None of these actions look risky in isolation. But together, they create a pattern where data moves, decisions are made, and no one has full visibility into what AI actually did.

There’s AI Tools You Didn’t Approve

It’s running. It’s used. It’s invisible to you.
Expose It Now

3. Where Are AI Security Risks Showing Up Right Now?

AI security risks are showing up inside normal workflows where AI touches real data, not in isolated edge cases or experiments. 

If you look closely, these AI in cyber security​ risks don’t come from one system. They appear when AI interacts with tools like Google Workspace, Slack, or Salesforce. These tools pull data, summarize it, or act on it without clear visibility.

A. Sensitive Data Entering Prompts Without Visibility

Sensitive AI cyber security exposure​ starts when real business data is pasted into AI tools during normal work, without any tracking or controls.

sensitive-data-exposing-workflow

Think about how this usually happens. Someone exports a customer list from Salesforce and drops it into ChatGPT to “analyze trends.” Or a support agent copies a ticket from Zendesk to generate a quick response.

  • Structured Data Shared Through Prompts: CSVs, reports, or queries get pasted directly into AI tools for summarization or analysis.
  • Unstructured Data From Daily Workflows: Emails, chat logs, and support tickets are used to generate responses or insights.
  • No Prompt-Level Logging Or Tracking: There’s often no record of what exact data was shared or when.

This is where the AI security gaps show up. The action is quick, useful, and repeated.

According to Asis Online, 43% of employees have already pasted sensitive AI data security​ into AI tools, often without realizing the risk. 

And that’s the problem with AI cyber security​. It’s not one big mistake. It’s hundreds of small, routine actions that quietly move sensitive data outside your systems.

B. Over-Permissioned Users Accessing AI Features

Privilege creep shows up when AI starts using the same broad access that users already have, but at a much larger scale and speed. What used to take hours now happens in seconds.

A sales ops user with access to multiple objects in Salesforce can now ask AI to “summarize all high-value accounts.” And this is where the main problem with over-permission lies. 

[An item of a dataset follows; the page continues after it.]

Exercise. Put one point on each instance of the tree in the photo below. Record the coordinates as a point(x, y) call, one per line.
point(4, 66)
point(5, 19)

  • AI Expands What Existing Access Can Do: Instead of opening files one by one, users can query entire datasets through AI.
  • Data Aggregation Across Multiple Sources: AI combines emails, documents, and records into a single output.
  • No Revalidation Of Access For AI Workflows: Permissions designed for manual use are reused without considering AI scale.

And over time, this issue compounds. There will be times when these over-permissions will cause severe AI security risks. 

  • Privilege Creep Becomes Immediate Exposure: Access accumulated over months is now usable in a single query.
  • Sensitive Data Surfaces Without Friction: AI removes the effort needed to locate and compile critical AI data security​.
  • No Guardrails On What Can Be Queried: Systems allow broad queries without restricting sensitive combinations.

So what happened ultimately? The access didn’t increase. The impact of that access did and that’s what most enterprises miss. 

C. Shadow AI Usage Outside Approved Environments

Shadow AI shows up when employees start using AI tools outside approved systems, and no one knows where data is going. It doesn’t start as an AI security decision. It starts as convenience.

shadow ai usage workflows in visual

For instance, this doesn’t look like a violation. It looks like teams trying to move faster with tools like ChatGPT or Claude that are easy to access.

  • AI Tools Used Outside IT Visibility: Teams adopt tools directly without going through AI security or procurement review.
  • No Control Over Data Handling: There’s no way to verify how data is processed, stored, or retained.
  • No Audit Trail For AI Interactions: Organizations cannot trace what data was shared or how outputs were used.

The gap shows up when you try to answer a simple question:

Which AI tools are currently being used across teams, and what data has been shared with them?

If that answer isn’t clear, the risk isn’t theoretical but already active. As Andy Grove, former CEO of Intel said,

“Bad companies are destroyed by crisis. Good companies survive them. Great companies are improved by them.”

The challenge with shadow AI is that the signals appear long before the crisis, but only if you’re actually looking for them.

Shadow Doesn’t Knock. It Spreads

New tools appear. No alerts. No control.
Shut It Down

4. What Best Practices Actually Help You Stay Secure With AI?

Staying relevant with AI security comes down to controlling how AI interacts with your data, users, and systems in real workflows. 

Most teams already have guidelines in place. The issue is that those guidelines don’t always map to what’s actually happening. So instead of thinking in terms of “best practices” as a checklist, it helps to look at what needs to be consistently enforced. 

A. Define Clear Rules for Data Usage in AI Tools

Defining data usage rules means being explicit about what can and cannot be shared with AI tools. You need it down to the type of data, not just general guidelines. 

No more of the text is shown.